Величайшее воплощение идеи Аполлона в творчестве Микеланджело — первая мраморная статуя Давида. Уже один торс (ил. 43) можно считать кульминацией долгого поиска гармонии, начавшегося с фрагмента из Милета или юноши Крития. Правда, легкая рябь ребер и мускулов и едва различимая мертвая зыбь какой-то отдаленной бури в нижней части тела отличают торс Давида от торсов самых энергичных антиков, но, даже если бы он был лишь фрагментом, мы изумились бы строгости, с какой Микеланджело принял классическую схему. Между тем мы имеем фигуру целиком, и гораздо раньше, чем взгляд успевает охватить торс, нас привлекает напряженный гордый поворот головы, громадные руки и потенциальное движение, сквозящее в позе, что отдаляет Давида от образа Аполлона.
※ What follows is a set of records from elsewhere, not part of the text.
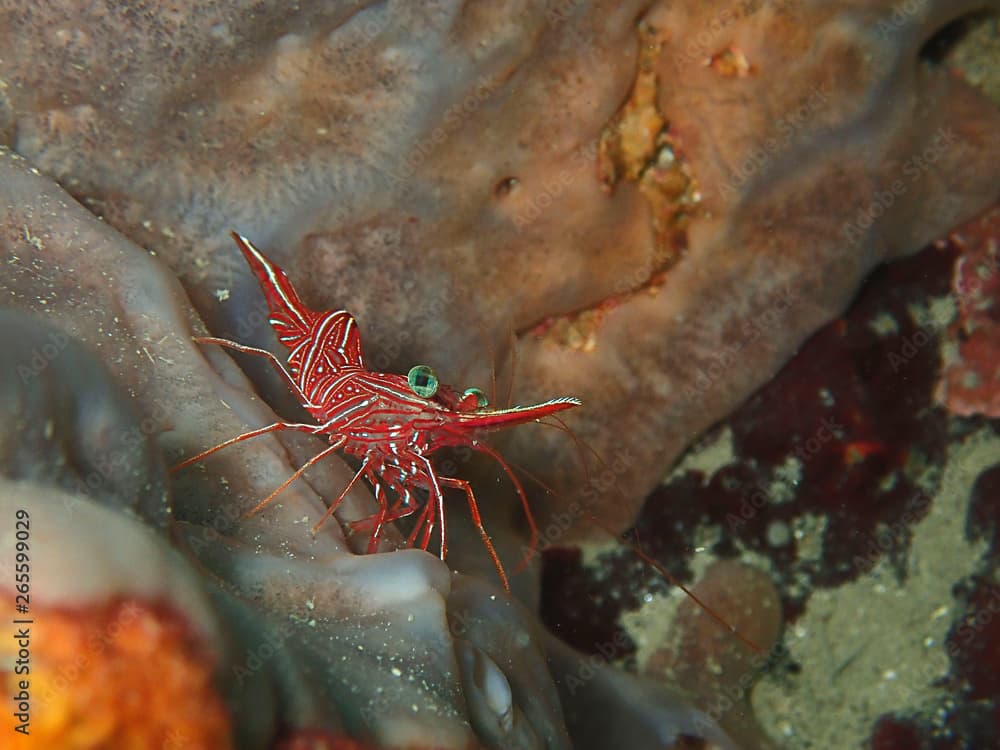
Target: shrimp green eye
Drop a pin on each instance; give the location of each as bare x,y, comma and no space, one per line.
481,401
422,381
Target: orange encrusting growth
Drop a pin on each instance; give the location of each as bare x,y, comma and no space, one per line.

Этот сильно подросший мальчик одновременно и более силен, и менее в себе уверен. Он скорее герой, нежели бог. Он концентрирует в себе и одним поворотом головы разрушает то доверительное, благоговейное и романтическое отношение к античности, которому Микеланджело научился у Бертольдо в саду Лоренцо Великолепного. Сам Микеланджело навряд ли сознавал это. Уже упомянутые рисунки были, конечно, сделаны после «Давида», и лишь гораздо позже он вернулся к идее аполлонического совершенства. Наиболее символичным из этих совершенных мужчин является пробуждающийся Адам в Сикстинской капелле (ил. 44). Ни один другой образ Микеланджело настолько не соответствует общепринятому понятию физической красоты, но именно в его совершенном теле есть то, что навеки разрушит ее равновесие. Поза Адама мало отличается от позы фигуры с фронтона Парфенона, известной как «Дионис» (ил. 45). Уравновешенность, благородная расслабленность и общая архитектура их тел — одинаковы, и все же как резко отличается Адам от Диониса! Это различие между бытием и становлением. Дионис в своем вневременном мире подчиняется внутреннему закону гармонии, Адам вглядывается в некую высшую силу, не дающую ему покоя.